In the top tennis tournaments there is a limited instant-replay system.  When a player disagrees with a call (or non-call) made by a linesman, he can request an instant-replay review.  The system is limited because the players begin with a fixed number of challenges and every incorrect challenge deducts one from that number.  As a result there is a lot of strategy involved in deciding when to make a challenge.

Alongside the challenge system is a vestige of the old review system where the chair umpire can unilaterally over-rule a call made by the linesman.  These over-rules must come immediately and so they always precede the players’ decision whether to challenge, and this adds to the strategic element.

Suppose that A’s shot lands close to B’s baseline, the ball is called in by the linesman but this call is over-ruled by the chair umpire.  In these scenarios, in practice, it is almost automatic that A will challenge the over-ruled call.  That is, A asks for an instant-replay hoping it will show that the ball was indeed in.

This seems logical.  It looked in to the linesman and that is good information that it was actually in.  For example, compare this scenario to the one in which the ball was called out by the linesman and that call was not over-ruled.  In that alternative scenario, one party sees the the ball out and no party is claiming to see the ball in.  In the scenario with the over-rule, there are two opposing views.  This would seem to make it more likely that the ball was indeed in.

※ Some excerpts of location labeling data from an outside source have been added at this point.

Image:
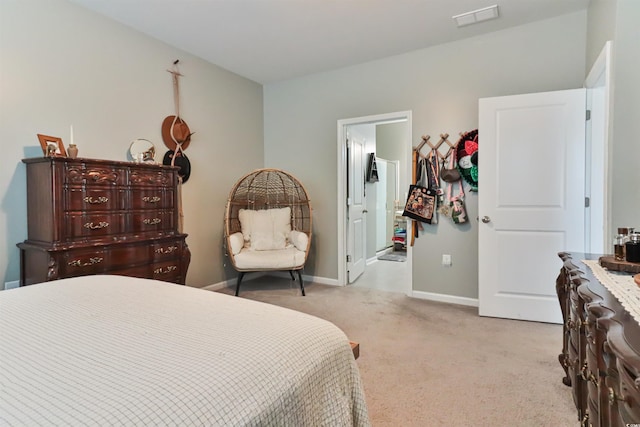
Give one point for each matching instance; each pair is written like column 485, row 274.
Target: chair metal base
column 241, row 276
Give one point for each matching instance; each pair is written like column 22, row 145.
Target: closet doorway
column 360, row 231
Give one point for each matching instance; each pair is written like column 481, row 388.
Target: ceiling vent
column 475, row 16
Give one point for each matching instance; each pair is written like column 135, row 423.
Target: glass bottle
column 619, row 244
column 632, row 248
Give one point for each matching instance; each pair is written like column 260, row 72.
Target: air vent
column 476, row 16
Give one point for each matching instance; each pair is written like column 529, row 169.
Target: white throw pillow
column 299, row 239
column 266, row 229
column 265, row 241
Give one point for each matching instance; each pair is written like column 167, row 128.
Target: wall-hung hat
column 175, row 129
column 181, row 161
column 467, row 155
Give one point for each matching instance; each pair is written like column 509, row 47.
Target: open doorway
column 360, row 140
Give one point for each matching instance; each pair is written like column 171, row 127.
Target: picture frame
column 52, row 146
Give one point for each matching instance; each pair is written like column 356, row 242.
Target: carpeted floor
column 394, row 256
column 428, row 364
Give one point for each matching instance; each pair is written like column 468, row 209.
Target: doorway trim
column 598, row 227
column 342, row 182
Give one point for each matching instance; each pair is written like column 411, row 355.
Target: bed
column 114, row 350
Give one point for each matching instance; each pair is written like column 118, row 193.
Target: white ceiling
column 274, row 40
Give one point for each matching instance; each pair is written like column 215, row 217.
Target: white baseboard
column 451, row 299
column 282, row 274
column 11, row 285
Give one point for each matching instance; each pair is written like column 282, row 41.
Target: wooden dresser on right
column 600, row 348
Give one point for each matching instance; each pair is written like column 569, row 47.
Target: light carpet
column 426, row 363
column 394, row 256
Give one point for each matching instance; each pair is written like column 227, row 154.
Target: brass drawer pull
column 168, row 250
column 165, row 271
column 99, row 200
column 92, row 261
column 613, row 397
column 92, row 226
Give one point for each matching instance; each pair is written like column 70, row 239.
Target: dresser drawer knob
column 168, row 250
column 92, row 261
column 165, row 270
column 613, row 397
column 92, row 226
column 97, row 201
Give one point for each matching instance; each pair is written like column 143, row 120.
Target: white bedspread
column 111, row 350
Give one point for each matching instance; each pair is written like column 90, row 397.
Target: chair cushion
column 236, row 241
column 299, row 239
column 266, row 229
column 280, row 259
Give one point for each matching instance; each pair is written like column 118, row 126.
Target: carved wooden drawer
column 95, row 199
column 92, row 225
column 152, row 199
column 627, row 395
column 145, row 221
column 82, row 262
column 166, row 250
column 90, row 216
column 84, row 173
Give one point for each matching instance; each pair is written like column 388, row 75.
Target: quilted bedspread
column 111, row 350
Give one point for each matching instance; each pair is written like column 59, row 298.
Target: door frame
column 598, row 234
column 342, row 181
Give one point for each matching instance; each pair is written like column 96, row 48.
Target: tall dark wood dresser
column 600, row 349
column 87, row 216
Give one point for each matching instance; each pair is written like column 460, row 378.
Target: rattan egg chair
column 277, row 199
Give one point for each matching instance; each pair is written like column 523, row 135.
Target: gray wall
column 441, row 86
column 617, row 20
column 63, row 65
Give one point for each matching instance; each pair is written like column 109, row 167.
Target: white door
column 381, row 206
column 356, row 202
column 530, row 200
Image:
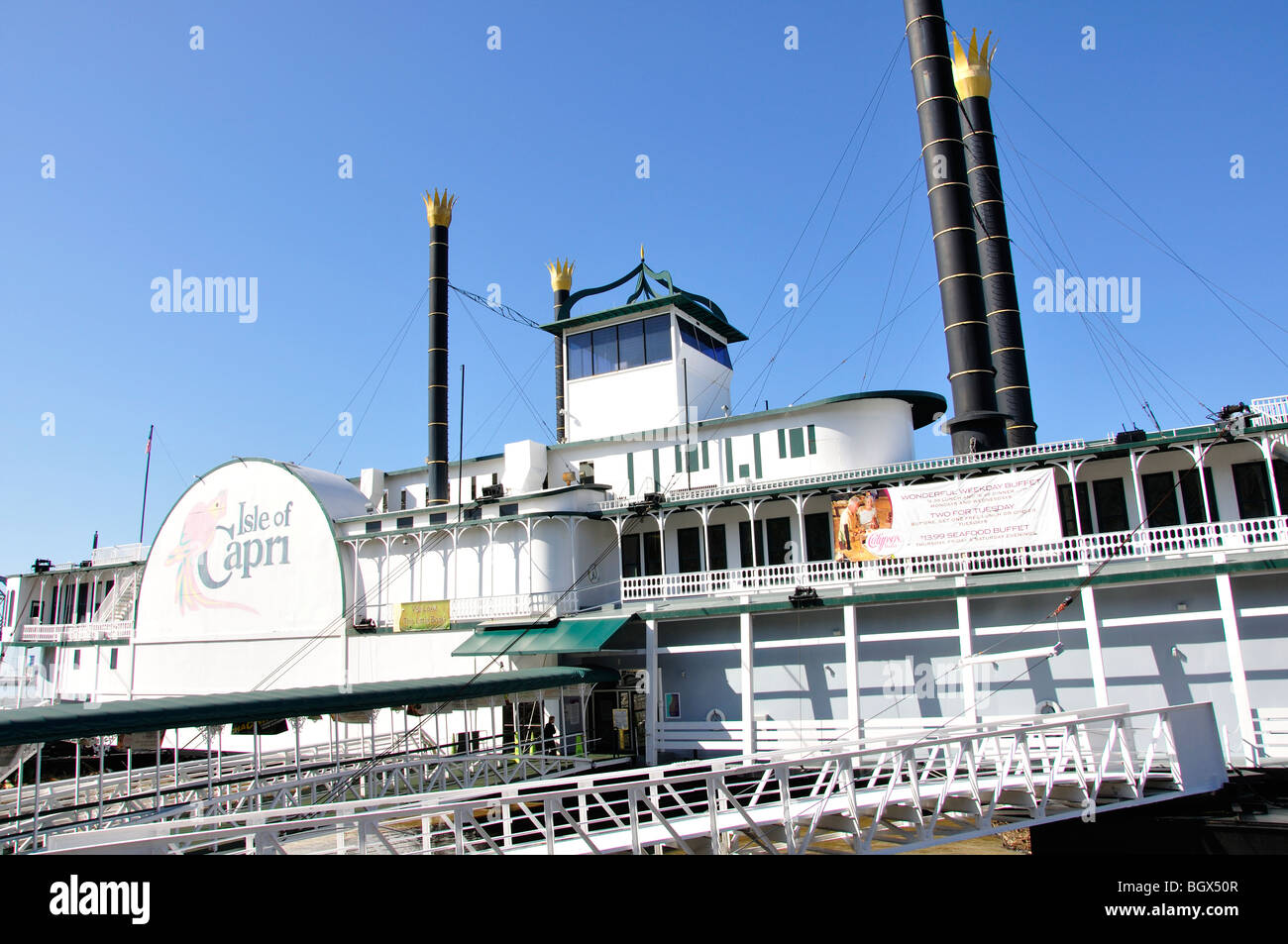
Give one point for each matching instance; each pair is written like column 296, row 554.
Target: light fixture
column 995, row 657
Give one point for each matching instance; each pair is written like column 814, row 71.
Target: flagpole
column 147, row 468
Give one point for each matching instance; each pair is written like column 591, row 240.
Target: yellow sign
column 424, row 614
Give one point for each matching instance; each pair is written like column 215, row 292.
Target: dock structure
column 861, row 797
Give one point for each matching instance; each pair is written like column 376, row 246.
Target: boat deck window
column 619, row 347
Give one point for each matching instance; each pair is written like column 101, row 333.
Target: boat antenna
column 460, row 452
column 147, row 468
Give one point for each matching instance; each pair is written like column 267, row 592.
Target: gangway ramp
column 859, row 797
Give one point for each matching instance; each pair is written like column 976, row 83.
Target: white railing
column 1252, row 533
column 119, row 604
column 515, row 604
column 544, row 604
column 867, row 474
column 120, row 554
column 76, row 633
column 945, row 786
column 1271, row 410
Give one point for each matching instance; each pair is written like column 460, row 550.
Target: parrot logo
column 198, row 532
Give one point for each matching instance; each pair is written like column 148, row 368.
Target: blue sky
column 223, row 161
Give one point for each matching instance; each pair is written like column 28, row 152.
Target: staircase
column 117, row 607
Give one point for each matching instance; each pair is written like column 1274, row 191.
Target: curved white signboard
column 248, row 552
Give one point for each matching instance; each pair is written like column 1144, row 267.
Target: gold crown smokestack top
column 1006, row 340
column 977, row 424
column 438, row 211
column 561, row 283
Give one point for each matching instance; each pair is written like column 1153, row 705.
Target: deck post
column 1091, row 621
column 1247, row 745
column 747, row 657
column 851, row 670
column 970, row 706
column 651, row 693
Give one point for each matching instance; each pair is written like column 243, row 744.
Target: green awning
column 85, row 720
column 571, row 634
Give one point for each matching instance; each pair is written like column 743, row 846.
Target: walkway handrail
column 1060, row 763
column 1146, row 544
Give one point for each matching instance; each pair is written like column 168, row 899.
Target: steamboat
column 669, row 579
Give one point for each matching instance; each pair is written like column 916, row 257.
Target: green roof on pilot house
column 645, row 299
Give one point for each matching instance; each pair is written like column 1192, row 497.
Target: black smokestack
column 1006, row 339
column 438, row 210
column 977, row 424
column 561, row 282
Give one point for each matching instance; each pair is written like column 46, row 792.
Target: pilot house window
column 619, row 347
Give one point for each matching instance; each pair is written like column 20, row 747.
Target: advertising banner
column 424, row 614
column 947, row 517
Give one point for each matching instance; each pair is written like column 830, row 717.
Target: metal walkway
column 360, row 769
column 857, row 797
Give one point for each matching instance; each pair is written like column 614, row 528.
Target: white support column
column 1072, row 472
column 1099, row 682
column 970, row 707
column 747, row 675
column 652, row 694
column 1243, row 745
column 1199, row 455
column 1266, row 446
column 800, row 557
column 851, row 672
column 1133, row 460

But this is a mistake.  The chair umpire knows when he makes the over-rule that the linesman saw it in.  He factors that information in when deciding whether to over-rule.  His willingness to over-rule shows that his information is especially strong:  strong enough to over-ride an opposing view.  And this is further reinforced by the challenge system because the umpire looks very bad if he over-rules and a challenge shows he is wrong.

I am willing to bet that the data would show challenges of over-ruled calls are far less likely to be successful than the average challenge.

A separate observation.  The challenge system is only in place on the show courts.  Most matches are played on courts that are not equipped for it.  I would bet that we could see statistically how the challenge system distorts calls by the linesmen and over-rules by the chair umpire by comparing calls on and off the show courts.